Would you mind trying this:
reformat.sh in1=[basename]_1.fq.gz in2=[basename]_2.fq.gz out=out.fq reads=4
...to see what the output is? If it fails, please try this:
reformat.sh in1=[basename]_1.fq.gz in2=[basename]_2.fq.gz out=out.fq reads=4 unpigz=f gunzip=f bf2=f
Either way, I would love to see the first 8 lines of each fastq file (you can email them to me at bbushnell at lbl dot gov, if they are not confidential), as that may help me diagnose this.
And yes, BBTools use pigz for compression/decompression, when available. In my testing pigz scales perfectly for output, though it maxes at about 1.33 threads for input; and even when you cap it at 1 thread it's faster than gzip, for reasons I don't understand. But, since decompressing gzip is rate-limited by being impossible to fully parallelize, it's always fastest to keep paired reads in dual files as you are doing. It has, on occasion, caused trouble, though. You can disable it with "pigz=f unpigz=f", in which case the moderately slower Java internal decompressor will be used, which will make no difference in this case because with such a huge reference it is compute-limited, not I/O=limited. BBTools can also use gunzip (which is faster than Java mainly because decompression is done in a different thread than parsing) which is why I suggested the gunzip=f flag for diagnosis purposes. The "bf2=f" flag disables pipeline-multithreaded input, which could potentially have a race condition and has in a handful of circumstances caused odd behavior in strangely-configured systems. For example, it's never caused a problem on JGI's usual Genepool cluster, or on my PC... but NERSC is bringing up a new supercomputer (Cori) where it does seem to cause problems. The benefit of pipeline-parallel "bf2" mode over singlethreaded "bf1" mode is only ~50%, and only when I/O is limiting (primarily Reformat).
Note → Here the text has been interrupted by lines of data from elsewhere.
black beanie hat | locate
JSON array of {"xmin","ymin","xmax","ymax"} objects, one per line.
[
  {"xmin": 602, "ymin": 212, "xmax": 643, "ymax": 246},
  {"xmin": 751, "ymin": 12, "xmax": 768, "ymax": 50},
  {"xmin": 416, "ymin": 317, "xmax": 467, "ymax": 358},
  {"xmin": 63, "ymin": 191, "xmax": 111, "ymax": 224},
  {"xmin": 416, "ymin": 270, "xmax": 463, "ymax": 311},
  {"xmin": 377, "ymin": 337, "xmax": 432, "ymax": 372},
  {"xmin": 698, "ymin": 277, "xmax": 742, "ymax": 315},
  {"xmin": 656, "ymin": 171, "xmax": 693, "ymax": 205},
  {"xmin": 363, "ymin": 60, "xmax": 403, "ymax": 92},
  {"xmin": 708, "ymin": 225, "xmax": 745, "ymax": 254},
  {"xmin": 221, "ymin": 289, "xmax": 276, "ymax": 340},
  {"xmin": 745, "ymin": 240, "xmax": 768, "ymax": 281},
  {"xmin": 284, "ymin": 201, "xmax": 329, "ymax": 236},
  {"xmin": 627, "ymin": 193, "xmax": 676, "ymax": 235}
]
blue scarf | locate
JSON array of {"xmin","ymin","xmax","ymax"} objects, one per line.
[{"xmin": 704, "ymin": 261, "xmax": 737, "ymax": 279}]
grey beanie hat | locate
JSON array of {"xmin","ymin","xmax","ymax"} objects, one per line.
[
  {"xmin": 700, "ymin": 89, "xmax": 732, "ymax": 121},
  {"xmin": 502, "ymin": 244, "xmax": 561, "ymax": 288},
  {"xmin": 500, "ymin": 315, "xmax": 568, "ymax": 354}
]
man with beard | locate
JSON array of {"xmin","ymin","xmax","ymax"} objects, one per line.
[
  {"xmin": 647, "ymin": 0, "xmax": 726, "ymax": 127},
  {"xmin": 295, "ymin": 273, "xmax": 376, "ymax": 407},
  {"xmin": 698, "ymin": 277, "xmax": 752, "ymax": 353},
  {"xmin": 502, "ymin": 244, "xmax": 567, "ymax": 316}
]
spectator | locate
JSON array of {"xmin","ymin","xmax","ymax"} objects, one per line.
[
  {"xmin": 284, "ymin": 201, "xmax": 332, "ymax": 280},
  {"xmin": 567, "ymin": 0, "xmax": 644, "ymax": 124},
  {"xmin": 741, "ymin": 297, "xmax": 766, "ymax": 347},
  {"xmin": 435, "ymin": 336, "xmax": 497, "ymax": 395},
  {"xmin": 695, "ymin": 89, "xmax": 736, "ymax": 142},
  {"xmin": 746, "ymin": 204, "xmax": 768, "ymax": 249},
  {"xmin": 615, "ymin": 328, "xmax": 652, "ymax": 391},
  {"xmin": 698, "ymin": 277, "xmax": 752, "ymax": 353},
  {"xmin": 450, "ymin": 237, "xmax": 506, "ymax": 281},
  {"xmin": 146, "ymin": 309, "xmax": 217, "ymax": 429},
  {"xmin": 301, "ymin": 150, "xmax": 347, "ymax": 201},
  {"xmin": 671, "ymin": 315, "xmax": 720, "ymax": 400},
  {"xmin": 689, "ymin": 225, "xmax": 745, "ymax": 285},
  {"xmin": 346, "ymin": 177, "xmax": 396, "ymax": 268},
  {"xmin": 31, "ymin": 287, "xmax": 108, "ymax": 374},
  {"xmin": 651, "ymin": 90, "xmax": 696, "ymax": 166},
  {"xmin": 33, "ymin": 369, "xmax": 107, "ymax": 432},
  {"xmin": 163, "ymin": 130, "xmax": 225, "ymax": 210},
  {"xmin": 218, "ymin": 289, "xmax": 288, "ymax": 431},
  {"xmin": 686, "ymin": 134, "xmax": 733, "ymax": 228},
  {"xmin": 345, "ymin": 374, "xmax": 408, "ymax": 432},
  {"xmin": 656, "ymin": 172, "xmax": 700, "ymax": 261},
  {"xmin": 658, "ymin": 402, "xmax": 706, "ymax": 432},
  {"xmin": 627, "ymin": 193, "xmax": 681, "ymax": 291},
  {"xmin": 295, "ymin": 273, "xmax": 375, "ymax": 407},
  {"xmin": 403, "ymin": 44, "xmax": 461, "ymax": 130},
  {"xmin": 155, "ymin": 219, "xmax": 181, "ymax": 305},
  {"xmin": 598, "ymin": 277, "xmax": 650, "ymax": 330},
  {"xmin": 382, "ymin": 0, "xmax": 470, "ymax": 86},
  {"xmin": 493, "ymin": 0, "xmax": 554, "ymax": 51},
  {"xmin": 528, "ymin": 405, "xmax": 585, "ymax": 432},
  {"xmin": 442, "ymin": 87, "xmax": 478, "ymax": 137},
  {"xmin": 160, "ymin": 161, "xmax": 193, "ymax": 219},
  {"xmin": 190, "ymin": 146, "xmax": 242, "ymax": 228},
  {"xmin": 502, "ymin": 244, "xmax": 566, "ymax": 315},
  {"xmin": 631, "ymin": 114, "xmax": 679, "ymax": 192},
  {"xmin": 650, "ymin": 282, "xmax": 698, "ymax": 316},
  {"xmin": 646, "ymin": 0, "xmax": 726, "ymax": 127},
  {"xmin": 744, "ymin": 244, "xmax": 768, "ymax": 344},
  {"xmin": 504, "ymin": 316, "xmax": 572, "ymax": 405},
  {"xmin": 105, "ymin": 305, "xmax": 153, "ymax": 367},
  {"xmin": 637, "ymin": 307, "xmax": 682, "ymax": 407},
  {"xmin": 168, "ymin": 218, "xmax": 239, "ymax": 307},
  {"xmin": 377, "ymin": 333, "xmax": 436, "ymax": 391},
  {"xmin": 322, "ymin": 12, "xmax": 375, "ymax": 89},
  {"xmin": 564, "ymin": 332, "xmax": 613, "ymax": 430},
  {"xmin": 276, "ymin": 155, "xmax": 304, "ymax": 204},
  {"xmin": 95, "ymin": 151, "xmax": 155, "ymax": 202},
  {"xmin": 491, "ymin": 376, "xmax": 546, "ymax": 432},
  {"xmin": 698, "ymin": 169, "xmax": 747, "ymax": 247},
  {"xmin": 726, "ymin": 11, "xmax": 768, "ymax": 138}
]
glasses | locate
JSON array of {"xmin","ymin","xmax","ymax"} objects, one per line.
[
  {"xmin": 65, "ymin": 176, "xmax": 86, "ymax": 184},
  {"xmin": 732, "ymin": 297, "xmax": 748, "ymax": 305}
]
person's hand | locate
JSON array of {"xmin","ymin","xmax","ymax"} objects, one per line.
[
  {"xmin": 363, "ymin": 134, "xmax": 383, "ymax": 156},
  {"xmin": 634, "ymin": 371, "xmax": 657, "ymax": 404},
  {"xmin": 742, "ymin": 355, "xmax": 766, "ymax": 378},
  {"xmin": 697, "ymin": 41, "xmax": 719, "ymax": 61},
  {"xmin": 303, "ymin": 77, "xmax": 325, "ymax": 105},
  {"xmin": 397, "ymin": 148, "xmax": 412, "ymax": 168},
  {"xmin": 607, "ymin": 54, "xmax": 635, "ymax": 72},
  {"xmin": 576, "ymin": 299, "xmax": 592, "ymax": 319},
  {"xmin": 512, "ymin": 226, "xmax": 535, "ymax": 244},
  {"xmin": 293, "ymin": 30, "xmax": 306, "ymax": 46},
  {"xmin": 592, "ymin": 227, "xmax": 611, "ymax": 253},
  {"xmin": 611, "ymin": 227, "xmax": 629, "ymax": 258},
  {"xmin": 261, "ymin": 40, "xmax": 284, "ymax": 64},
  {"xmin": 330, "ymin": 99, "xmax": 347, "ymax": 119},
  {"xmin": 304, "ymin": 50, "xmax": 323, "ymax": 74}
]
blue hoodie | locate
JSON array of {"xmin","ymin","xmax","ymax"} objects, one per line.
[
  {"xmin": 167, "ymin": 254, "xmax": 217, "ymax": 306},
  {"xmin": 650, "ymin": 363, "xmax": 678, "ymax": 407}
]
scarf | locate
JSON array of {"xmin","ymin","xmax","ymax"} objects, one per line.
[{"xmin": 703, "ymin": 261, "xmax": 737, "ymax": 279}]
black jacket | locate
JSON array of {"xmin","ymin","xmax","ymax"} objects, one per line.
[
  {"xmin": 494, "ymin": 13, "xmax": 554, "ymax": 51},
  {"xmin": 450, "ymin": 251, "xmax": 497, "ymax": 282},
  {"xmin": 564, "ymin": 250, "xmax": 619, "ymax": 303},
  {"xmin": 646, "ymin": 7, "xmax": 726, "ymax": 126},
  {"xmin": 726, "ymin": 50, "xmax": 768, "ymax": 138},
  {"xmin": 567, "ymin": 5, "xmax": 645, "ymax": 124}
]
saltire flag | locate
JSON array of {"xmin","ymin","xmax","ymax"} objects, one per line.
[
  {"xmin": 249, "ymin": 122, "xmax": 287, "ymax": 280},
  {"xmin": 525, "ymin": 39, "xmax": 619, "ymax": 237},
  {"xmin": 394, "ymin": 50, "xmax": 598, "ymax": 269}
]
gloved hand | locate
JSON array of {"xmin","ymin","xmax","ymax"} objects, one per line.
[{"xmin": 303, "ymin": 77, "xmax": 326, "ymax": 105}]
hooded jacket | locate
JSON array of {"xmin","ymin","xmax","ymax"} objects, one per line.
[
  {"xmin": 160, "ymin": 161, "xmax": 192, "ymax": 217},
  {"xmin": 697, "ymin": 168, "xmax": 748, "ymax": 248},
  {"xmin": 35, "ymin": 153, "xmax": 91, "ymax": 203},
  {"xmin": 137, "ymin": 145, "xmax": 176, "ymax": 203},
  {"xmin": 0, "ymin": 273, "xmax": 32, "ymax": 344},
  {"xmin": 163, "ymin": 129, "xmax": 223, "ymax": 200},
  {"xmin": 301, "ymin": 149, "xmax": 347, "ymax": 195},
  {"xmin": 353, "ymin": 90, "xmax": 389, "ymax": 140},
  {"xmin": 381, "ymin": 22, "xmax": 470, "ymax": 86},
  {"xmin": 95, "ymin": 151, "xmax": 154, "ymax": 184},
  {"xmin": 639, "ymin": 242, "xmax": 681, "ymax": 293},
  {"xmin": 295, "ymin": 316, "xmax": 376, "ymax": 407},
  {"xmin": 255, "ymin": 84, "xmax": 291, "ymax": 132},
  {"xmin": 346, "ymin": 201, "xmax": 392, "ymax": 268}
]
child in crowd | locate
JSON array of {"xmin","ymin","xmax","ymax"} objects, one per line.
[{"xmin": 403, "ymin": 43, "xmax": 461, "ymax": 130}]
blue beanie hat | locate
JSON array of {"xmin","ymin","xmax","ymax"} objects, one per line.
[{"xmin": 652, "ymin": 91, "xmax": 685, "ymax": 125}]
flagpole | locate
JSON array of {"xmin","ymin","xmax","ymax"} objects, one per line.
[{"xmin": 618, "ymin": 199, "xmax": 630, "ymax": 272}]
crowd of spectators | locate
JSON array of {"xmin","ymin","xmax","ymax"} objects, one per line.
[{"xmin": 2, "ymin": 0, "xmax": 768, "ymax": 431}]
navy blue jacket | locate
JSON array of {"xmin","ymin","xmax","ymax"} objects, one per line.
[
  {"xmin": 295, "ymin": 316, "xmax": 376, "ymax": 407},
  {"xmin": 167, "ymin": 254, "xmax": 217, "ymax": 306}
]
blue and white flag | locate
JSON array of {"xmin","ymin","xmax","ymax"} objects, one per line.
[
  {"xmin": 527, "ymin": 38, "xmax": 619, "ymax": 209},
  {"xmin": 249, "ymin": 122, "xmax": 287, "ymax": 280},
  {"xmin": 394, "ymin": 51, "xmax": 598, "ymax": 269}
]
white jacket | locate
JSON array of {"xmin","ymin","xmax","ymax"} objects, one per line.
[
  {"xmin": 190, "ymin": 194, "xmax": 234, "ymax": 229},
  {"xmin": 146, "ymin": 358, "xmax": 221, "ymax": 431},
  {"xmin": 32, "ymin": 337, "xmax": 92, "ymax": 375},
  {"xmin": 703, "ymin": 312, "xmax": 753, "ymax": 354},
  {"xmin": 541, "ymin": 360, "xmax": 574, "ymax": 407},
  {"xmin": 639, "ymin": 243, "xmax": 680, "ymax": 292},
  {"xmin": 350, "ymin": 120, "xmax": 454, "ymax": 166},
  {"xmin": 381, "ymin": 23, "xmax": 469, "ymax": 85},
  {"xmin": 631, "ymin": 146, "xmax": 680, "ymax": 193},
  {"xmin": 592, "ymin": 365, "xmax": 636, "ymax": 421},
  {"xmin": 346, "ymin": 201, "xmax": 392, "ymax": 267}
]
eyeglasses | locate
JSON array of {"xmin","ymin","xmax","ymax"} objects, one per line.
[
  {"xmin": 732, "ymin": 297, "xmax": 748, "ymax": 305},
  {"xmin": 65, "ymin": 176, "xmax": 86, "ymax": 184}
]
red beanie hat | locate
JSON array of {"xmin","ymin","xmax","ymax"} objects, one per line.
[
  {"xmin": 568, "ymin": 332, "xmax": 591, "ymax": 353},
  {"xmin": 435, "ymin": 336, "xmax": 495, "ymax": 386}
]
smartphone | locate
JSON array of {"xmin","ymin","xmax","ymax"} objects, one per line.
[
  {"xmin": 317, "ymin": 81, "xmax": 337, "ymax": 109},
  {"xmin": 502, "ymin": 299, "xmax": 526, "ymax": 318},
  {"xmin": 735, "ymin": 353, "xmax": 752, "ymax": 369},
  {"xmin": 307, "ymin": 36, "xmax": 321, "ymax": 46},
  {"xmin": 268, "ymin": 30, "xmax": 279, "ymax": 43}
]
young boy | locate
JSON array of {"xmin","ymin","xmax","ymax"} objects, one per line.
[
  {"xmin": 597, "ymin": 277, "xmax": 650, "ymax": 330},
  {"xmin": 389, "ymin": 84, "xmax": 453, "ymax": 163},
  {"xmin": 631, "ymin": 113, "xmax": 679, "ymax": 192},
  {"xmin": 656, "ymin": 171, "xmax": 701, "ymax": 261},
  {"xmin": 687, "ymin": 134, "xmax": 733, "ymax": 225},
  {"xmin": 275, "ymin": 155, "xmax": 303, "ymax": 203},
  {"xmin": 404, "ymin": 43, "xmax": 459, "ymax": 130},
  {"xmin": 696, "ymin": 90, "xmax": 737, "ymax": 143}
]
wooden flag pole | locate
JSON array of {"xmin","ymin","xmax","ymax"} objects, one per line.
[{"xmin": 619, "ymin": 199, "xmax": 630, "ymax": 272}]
I will examine it this weekend to see if I can find and fix a race condition.
I am also kind of hoping that this is a transient (hardware/OS) problem and re-running with the same command will work successfully. That's a lot of compute-time to load the index, though (probably a couple hours), which is why I suggest trying reformat - it will complete in a fraction of a second, and should yield the same statistics as BBMap since it uses the same read input routines.
@Genomax - BBMap has no limits on size or number of contigs of references, other than 2^63 sequences overall or 2^31 bases in a single sequence (which I hope is bigger than the largest possible stable chromosome); the limiting factors should always be time and memory. It's been successfully used with metagenomes containing hundreds of millions of contigs.
Hey Brian,
Thanks for the support -- I'll give this a try tomorrow at work and will update then
So, I was on vacation last week, but back at it today.
Things are even less clear at this point, as it turns out that BBDuk had output empty files with a similar error to the ones here. So, I am going to be trying reformat.sh on the original files. If that works, then I will continue through the steps until I hit a problem again.
Hi Brian,
After leaving this project for a few weeks and coming back to it, I ran BBDuk2 again -- using quality of 10 to trim, and discovered that 99.9% of bases were being trimmed. Would looking at the fastqc information verify this result? If this isn't some kind of bug, is... is this bad? Is this data garbage?
I am rerunning with quality = 1 now and will edit this post with the result.
Thanks
Something sounds odd. Is this illumina format data (phred+64)?
Yes, Illumina format data phred+64, according to the Report provided with the data.
So, that's weird right?
No it is not weird. You need to specify
qin=64
on your command line. That should allow BBDuk to recognize this data as phred+64. Are you doingqtrim=r trimq=10
?At some point you may want the data to be in phred+33 format so you could
reformat.sh
it before trimming or afterwards.Okay,
Will do thanks. I will reformat to phred+33, and try again. This seems like it should solve the issues I am having with this data.